Galanter, who said he never met or spoke with Prody, said Simpson's trial fees and costs were fully paid and his appellate fees and costs were "basically paid." He declined to provide dollar amounts, citing attorney-client confidentiality.

Prody's effort has the backing of Simpson's daughter, Arnelle Simpson, and a close Simpson friend, Tom Scotto.

Arnelle Simpson and Scotto, both of Miami, told The Associated Press that they expected any money Prody raises would help pay the 61-year-old former football star and television actor's legal bills.

"It's legit," Arnelle Simpson said of Prody's effort. "It was established and created for my dad. Of course I approve of it and will support it."

Scotto said he also agreed to be a board member of the Society Against Legal Injustice.

"I know Barrett. I know his sister. I've worked with him to get this thing done," Scotto said.

Prody's younger sister, Christine Prody, was Simpson's girlfriend for more than a decade after the NFL Hall of Famer was acquitted in the 1994 slaying of his ex-wife, Nicole Brown Simpson, and her friend, Ron Goldman, in Los Angeles.

Simpson has huge financial obligations after being found liable for the deaths in a Los Angeles civil lawsuit. He was ordered to pay $33.5 million in compensatory and punitive damages to the Goldman and Nicole Brown Simpson estates.

Christine Prody stood by Simpson when he was arraigned in Las Vegas in September 2007, less than a week after he led five other men into a hotel room in an ill-fated bid to retrieve what he said were personal items and family mementos from two sports collectibles dealers.

But Christine Prody and Simpson are no longer a couple, Simpson's daughter and friends said.

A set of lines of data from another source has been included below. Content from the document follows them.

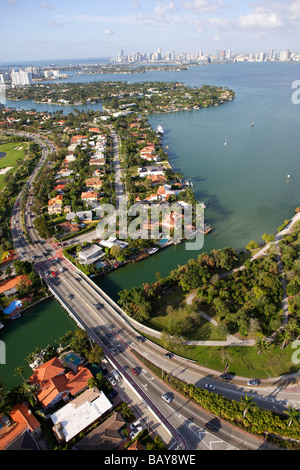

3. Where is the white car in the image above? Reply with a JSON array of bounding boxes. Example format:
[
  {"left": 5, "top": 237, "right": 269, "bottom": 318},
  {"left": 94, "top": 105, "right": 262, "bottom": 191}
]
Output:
[
  {"left": 205, "top": 384, "right": 216, "bottom": 390},
  {"left": 161, "top": 393, "right": 172, "bottom": 403},
  {"left": 130, "top": 426, "right": 143, "bottom": 439}
]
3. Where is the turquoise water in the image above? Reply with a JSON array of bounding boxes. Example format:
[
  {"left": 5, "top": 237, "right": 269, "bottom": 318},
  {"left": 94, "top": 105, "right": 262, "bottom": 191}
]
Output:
[
  {"left": 98, "top": 63, "right": 300, "bottom": 299},
  {"left": 0, "top": 300, "right": 77, "bottom": 389},
  {"left": 4, "top": 300, "right": 22, "bottom": 315},
  {"left": 0, "top": 63, "right": 300, "bottom": 364},
  {"left": 64, "top": 353, "right": 81, "bottom": 366}
]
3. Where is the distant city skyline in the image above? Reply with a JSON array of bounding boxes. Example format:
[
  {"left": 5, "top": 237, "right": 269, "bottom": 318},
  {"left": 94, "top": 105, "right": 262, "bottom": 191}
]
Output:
[{"left": 0, "top": 0, "right": 300, "bottom": 62}]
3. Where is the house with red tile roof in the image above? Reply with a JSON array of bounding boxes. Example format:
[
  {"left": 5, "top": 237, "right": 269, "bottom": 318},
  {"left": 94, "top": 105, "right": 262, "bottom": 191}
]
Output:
[
  {"left": 0, "top": 404, "right": 42, "bottom": 450},
  {"left": 0, "top": 274, "right": 32, "bottom": 297},
  {"left": 29, "top": 357, "right": 93, "bottom": 409}
]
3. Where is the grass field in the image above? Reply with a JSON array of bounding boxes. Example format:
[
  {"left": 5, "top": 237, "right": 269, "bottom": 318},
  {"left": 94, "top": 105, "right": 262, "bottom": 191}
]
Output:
[
  {"left": 145, "top": 287, "right": 226, "bottom": 341},
  {"left": 0, "top": 142, "right": 28, "bottom": 191}
]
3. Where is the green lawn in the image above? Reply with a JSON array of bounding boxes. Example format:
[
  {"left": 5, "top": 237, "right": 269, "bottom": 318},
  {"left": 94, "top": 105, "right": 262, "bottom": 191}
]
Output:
[
  {"left": 0, "top": 142, "right": 28, "bottom": 191},
  {"left": 144, "top": 335, "right": 298, "bottom": 379},
  {"left": 145, "top": 287, "right": 226, "bottom": 341}
]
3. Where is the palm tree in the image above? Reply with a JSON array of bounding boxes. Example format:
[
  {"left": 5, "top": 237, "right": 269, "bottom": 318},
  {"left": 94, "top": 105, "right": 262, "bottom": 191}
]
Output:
[
  {"left": 285, "top": 406, "right": 300, "bottom": 427},
  {"left": 241, "top": 395, "right": 254, "bottom": 418},
  {"left": 255, "top": 334, "right": 270, "bottom": 354},
  {"left": 15, "top": 366, "right": 26, "bottom": 382}
]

Christine Prody, now 33, moved out of Simpson's house in Miami last year and lives in Fergus Falls, Minn. Barrett Prody said his sister had no connection with the Web fundraising effort.

Barrett Prody, 35, runs an automobile marketing company in North Dakota, and visits Las Vegas frequently. He said he talks several times a week by telephone with O.J. Simpson, who is serving nine to 33 years at Lovelock State Prison, a medium-security facility in northern Nevada.

Simpson and co-defendant Clarence "C.J." Stewart were convicted on all 12 charges, and Stewart was sentenced to 7 1/2 years to 27 years. The four other men who accompanied Simpson were sentenced to probation after they took plea deals and testified for the prosecution.

Prody's Web site blames the hotel room confrontation on Thomas Riccio, the memorabilia dealer who arranged the meeting, and criticizes prosecutors and Judge Jackie Glass for their handling of the case.

Prody estimated he spent about $6,000 filing incorporation papers in North Dakota and applying to the Internal Revenue Service for tax-exempt status as a 501(c)(3) nonprofit.

He said he did not intend to take a salary from donations, at least at the start, and intended to use any money not needed for Simpson's case to fund other causes he deemed unjust.